Ce marché devrait croître de 5,3% en moyenne par an jusqu’en 2021 pour générer alors 624 millions d’euros. Mais il est en pleine mutation puisque le mode SaaS prend – sans surprise – le pas sur les outils on-premise. Le cloud convient en effet plutôt bien aux applications de collaboration. En France, dans ce domaine, ces solutions en ligne vont ainsi connaître une croissance annuelle moyenne de 12,9% sur les 5 prochaines années, selon les prévisions d’IDC. En 2021, elles pèseront alors 82% du marché total au détriment des solutions d’échange et de partage sur site qui vont, entre 2017 et 2021, reculer de 12,5% en moyenne chaque année. Du côté des fournisseurs SaaS, on retrouve en tête les deux premiers de ce marché, Microsoft et Google.

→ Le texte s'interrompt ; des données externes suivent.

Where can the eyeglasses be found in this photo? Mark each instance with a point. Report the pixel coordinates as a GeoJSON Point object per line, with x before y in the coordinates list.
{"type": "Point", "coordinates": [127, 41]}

Mais c’est Dropbox qui se hisse cette fois en 3ème position.

En 2021, la répartition du chiffre d’affaires aura évolué entre les différentes catégories de logiciels. Les outils de partage et de synchronisation de fichiers se tailleront un quart du marché selon les prévisions d’IDC. Derrière, les messageries représenteront 31%, suivies des réseaux sociaux d’entreprise (19%) des applications de réunion en ligne (16%) et des solutions de travail collaboratif (10%).